From fcf50b211df28fb89f8327706008d0b3977451fc Mon Sep 17 00:00:00 2001
From: Astha Rai <astha.rai713@gmail.com>
Date: Tue, 17 Jun 2025 23:41:56 +0000
Subject: [PATCH] changes to profiler for streamk

---
 .../profile_gemm_universal_streamk_impl.hpp   | 222 +++++++-----------
 .../src/profile_gemm_universal_streamk.cpp    |  28 +--
 2 files changed, 103 insertions(+), 147 deletions(-)

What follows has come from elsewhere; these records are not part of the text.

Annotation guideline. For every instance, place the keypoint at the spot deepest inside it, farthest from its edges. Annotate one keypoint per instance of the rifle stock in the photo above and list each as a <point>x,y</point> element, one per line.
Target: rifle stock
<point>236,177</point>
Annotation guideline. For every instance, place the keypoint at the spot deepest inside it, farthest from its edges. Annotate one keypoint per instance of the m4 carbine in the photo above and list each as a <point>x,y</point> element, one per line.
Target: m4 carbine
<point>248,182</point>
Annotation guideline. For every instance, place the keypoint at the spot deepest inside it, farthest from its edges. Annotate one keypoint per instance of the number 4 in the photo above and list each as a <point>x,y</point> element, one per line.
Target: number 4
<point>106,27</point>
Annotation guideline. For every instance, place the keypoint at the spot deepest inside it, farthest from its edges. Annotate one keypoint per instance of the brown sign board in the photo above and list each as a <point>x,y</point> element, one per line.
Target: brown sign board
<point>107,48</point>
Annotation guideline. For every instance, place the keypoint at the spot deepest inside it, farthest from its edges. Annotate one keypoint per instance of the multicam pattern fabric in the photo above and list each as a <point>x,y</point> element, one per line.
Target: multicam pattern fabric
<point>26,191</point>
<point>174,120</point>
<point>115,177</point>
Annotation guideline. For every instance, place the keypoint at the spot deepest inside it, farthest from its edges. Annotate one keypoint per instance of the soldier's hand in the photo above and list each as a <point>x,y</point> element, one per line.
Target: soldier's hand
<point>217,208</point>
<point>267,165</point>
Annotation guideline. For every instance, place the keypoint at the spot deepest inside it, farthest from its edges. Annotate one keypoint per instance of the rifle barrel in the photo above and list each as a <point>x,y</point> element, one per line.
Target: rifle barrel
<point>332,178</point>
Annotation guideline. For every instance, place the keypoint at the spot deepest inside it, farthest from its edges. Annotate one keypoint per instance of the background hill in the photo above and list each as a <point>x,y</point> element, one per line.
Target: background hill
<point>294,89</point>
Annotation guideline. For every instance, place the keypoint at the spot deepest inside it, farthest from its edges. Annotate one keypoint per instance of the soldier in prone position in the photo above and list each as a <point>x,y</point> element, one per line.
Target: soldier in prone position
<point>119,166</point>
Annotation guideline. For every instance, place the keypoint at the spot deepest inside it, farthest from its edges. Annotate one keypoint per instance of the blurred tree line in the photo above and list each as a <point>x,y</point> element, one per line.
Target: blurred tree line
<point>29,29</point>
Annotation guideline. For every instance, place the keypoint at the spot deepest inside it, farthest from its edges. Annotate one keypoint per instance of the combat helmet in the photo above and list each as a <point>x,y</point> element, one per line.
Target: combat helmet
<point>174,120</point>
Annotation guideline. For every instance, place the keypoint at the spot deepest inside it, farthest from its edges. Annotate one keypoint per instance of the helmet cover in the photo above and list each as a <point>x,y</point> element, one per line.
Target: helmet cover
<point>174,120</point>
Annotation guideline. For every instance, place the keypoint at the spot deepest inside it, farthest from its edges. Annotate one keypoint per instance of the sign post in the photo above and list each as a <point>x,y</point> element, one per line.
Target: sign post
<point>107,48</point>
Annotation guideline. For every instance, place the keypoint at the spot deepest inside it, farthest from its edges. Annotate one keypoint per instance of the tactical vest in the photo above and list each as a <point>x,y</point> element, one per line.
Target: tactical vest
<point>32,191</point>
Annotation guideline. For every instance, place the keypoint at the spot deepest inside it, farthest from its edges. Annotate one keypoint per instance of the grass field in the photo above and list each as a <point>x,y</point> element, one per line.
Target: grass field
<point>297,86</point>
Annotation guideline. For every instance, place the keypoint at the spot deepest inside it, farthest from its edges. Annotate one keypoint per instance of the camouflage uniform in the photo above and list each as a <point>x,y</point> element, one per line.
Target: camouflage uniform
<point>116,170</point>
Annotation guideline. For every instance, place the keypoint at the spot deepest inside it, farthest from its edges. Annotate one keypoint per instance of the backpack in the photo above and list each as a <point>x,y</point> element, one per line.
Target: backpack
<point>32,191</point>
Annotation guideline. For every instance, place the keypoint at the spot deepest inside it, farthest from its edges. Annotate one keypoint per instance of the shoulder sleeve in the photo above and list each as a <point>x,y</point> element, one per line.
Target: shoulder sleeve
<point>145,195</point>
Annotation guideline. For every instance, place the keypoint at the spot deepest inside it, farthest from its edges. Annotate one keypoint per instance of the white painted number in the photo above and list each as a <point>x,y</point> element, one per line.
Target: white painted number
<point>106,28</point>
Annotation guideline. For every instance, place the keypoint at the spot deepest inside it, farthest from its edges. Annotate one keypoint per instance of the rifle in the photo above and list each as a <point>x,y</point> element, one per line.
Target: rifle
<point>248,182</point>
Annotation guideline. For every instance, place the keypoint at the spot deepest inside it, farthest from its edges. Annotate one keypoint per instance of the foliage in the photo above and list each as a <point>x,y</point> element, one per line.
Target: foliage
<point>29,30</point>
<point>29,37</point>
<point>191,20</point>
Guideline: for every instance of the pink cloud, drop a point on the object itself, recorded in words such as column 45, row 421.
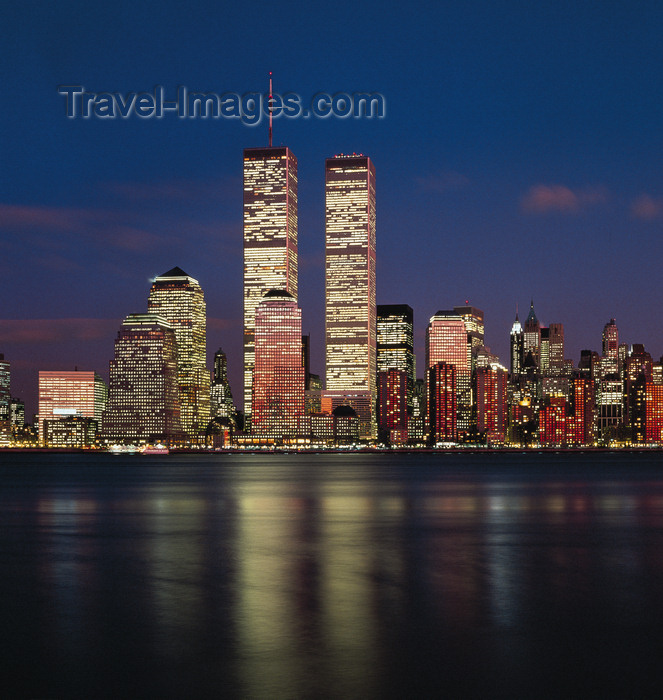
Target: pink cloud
column 442, row 182
column 647, row 207
column 541, row 199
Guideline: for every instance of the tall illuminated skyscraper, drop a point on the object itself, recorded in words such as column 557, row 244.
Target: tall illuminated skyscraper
column 278, row 375
column 5, row 388
column 516, row 346
column 179, row 299
column 532, row 336
column 143, row 397
column 350, row 311
column 446, row 341
column 395, row 342
column 270, row 239
column 65, row 394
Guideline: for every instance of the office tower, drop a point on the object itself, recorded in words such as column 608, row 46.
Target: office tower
column 446, row 341
column 442, row 402
column 350, row 312
column 5, row 388
column 556, row 349
column 532, row 336
column 143, row 397
column 580, row 423
column 553, row 421
column 654, row 414
column 392, row 402
column 17, row 413
column 221, row 398
column 395, row 342
column 179, row 299
column 516, row 344
column 278, row 375
column 270, row 239
column 474, row 325
column 544, row 353
column 63, row 394
column 492, row 413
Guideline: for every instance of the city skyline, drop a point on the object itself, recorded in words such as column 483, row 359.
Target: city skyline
column 519, row 158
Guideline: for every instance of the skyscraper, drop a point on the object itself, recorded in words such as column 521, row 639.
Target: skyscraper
column 64, row 394
column 5, row 388
column 610, row 360
column 516, row 343
column 532, row 336
column 270, row 239
column 395, row 342
column 278, row 375
column 442, row 402
column 350, row 312
column 143, row 398
column 474, row 325
column 221, row 398
column 179, row 299
column 492, row 411
column 446, row 341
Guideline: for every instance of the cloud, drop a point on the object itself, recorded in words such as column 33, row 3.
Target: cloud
column 56, row 330
column 442, row 182
column 542, row 199
column 647, row 207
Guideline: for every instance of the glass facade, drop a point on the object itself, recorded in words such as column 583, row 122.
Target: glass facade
column 178, row 298
column 395, row 342
column 278, row 376
column 350, row 311
column 270, row 239
column 63, row 394
column 446, row 341
column 143, row 398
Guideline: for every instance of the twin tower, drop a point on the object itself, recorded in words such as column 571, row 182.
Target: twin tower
column 270, row 267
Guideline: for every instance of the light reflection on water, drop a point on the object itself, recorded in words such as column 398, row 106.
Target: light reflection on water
column 329, row 576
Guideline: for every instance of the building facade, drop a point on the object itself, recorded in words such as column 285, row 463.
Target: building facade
column 143, row 397
column 350, row 310
column 395, row 342
column 270, row 239
column 179, row 299
column 278, row 375
column 63, row 394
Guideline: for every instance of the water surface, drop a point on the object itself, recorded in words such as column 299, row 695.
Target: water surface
column 331, row 576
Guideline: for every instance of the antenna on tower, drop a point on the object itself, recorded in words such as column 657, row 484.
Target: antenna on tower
column 270, row 108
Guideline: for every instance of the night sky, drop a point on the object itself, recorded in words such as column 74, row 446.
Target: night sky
column 520, row 157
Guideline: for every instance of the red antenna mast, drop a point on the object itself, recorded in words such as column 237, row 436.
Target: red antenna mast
column 270, row 108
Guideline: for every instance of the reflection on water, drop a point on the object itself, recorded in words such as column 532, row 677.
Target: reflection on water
column 330, row 576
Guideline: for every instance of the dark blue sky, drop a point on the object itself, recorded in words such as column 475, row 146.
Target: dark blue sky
column 520, row 157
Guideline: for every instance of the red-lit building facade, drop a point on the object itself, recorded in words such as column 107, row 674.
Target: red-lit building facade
column 492, row 412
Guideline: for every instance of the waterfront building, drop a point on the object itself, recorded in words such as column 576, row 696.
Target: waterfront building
column 492, row 411
column 143, row 397
column 5, row 388
column 395, row 342
column 516, row 346
column 278, row 375
column 532, row 336
column 221, row 398
column 66, row 393
column 350, row 310
column 270, row 240
column 178, row 298
column 392, row 402
column 442, row 402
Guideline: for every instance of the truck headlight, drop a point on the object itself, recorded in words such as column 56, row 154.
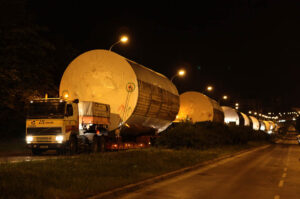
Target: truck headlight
column 29, row 139
column 59, row 138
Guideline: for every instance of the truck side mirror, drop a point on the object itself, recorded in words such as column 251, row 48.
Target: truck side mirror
column 69, row 110
column 76, row 101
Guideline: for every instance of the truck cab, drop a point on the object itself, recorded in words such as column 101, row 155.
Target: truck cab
column 52, row 123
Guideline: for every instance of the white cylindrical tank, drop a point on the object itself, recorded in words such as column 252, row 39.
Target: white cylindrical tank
column 263, row 126
column 230, row 115
column 246, row 119
column 197, row 107
column 268, row 126
column 255, row 123
column 139, row 98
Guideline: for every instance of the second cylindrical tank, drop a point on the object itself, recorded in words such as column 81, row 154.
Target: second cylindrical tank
column 139, row 97
column 197, row 107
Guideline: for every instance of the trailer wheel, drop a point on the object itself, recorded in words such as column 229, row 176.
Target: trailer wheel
column 71, row 146
column 95, row 145
column 36, row 152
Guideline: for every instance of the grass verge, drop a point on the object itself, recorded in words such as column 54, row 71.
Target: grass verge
column 87, row 175
column 13, row 147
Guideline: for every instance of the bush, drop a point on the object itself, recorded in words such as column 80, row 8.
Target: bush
column 207, row 134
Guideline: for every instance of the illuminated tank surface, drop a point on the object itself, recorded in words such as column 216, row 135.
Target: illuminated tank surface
column 246, row 119
column 263, row 126
column 196, row 107
column 139, row 98
column 230, row 115
column 255, row 123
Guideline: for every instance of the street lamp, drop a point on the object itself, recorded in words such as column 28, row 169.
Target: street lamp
column 123, row 39
column 209, row 88
column 225, row 97
column 179, row 73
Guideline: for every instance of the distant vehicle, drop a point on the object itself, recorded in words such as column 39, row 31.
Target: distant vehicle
column 70, row 127
column 298, row 139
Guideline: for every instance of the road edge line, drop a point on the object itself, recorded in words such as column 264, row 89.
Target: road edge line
column 131, row 187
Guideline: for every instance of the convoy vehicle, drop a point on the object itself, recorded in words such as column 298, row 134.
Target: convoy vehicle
column 70, row 127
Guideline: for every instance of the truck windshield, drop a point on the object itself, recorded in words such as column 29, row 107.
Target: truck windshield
column 46, row 109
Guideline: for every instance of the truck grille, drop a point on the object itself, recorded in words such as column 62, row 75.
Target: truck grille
column 43, row 139
column 44, row 131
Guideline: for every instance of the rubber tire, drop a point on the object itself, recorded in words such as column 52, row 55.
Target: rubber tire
column 71, row 147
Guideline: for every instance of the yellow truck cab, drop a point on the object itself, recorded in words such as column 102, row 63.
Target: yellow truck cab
column 52, row 123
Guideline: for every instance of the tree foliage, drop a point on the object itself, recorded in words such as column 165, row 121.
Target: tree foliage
column 30, row 65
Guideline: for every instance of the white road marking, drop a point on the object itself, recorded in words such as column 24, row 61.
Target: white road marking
column 283, row 175
column 285, row 169
column 280, row 183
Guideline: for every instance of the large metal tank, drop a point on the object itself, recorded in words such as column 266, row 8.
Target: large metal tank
column 255, row 123
column 246, row 119
column 230, row 115
column 263, row 126
column 140, row 98
column 268, row 126
column 196, row 107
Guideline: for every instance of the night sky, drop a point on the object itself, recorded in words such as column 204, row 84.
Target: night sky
column 248, row 50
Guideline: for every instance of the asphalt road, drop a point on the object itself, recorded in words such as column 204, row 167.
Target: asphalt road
column 271, row 173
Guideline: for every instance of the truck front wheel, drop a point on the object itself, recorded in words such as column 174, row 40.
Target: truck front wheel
column 36, row 152
column 71, row 146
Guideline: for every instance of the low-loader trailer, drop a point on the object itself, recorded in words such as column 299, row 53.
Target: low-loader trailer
column 71, row 127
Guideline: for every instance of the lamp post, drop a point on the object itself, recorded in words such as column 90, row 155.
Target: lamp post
column 209, row 88
column 123, row 39
column 179, row 73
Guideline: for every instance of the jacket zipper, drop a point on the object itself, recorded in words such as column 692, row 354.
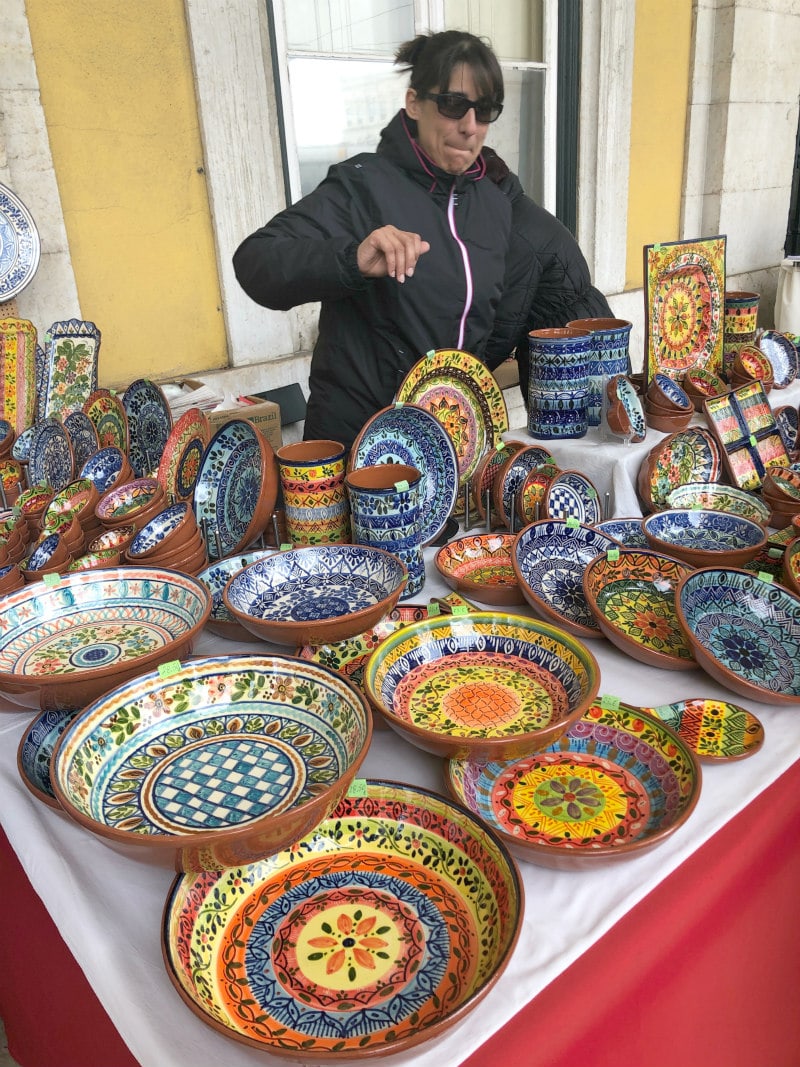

 mode change 100755 => 100644 profiler/include/profiler/profile_gemm_universal_streamk_impl.hpp
 mode change 100755 => 100644 profiler/src/profile_gemm_universal_streamk.cpp
diff --git a/profiler/include/profiler/profile_gemm_universal_streamk_impl.hpp b/profiler/include/profiler/profile_gemm_universal_streamk_impl.hpp
old mode 100755
new mode 100644
index e625fae808..a2a2c60461
--- a/profiler/include/profiler/profile_gemm_universal_streamk_impl.hpp
+++ b/profiler/include/profiler/profile_gemm_universal_streamk_impl.hpp
@@ -44,11 +44,10 @@ bool profile_gemm_universal_streamk_impl(int do_verification,
                                          int StrideA,
                                          int StrideB,
                                          int StrideC,
-                                         int Streamk_sel,
-                                         int Grid_size,
                                          int n_warmup,
                                          int n_iter,
-                                         uint64_t rotating = 0)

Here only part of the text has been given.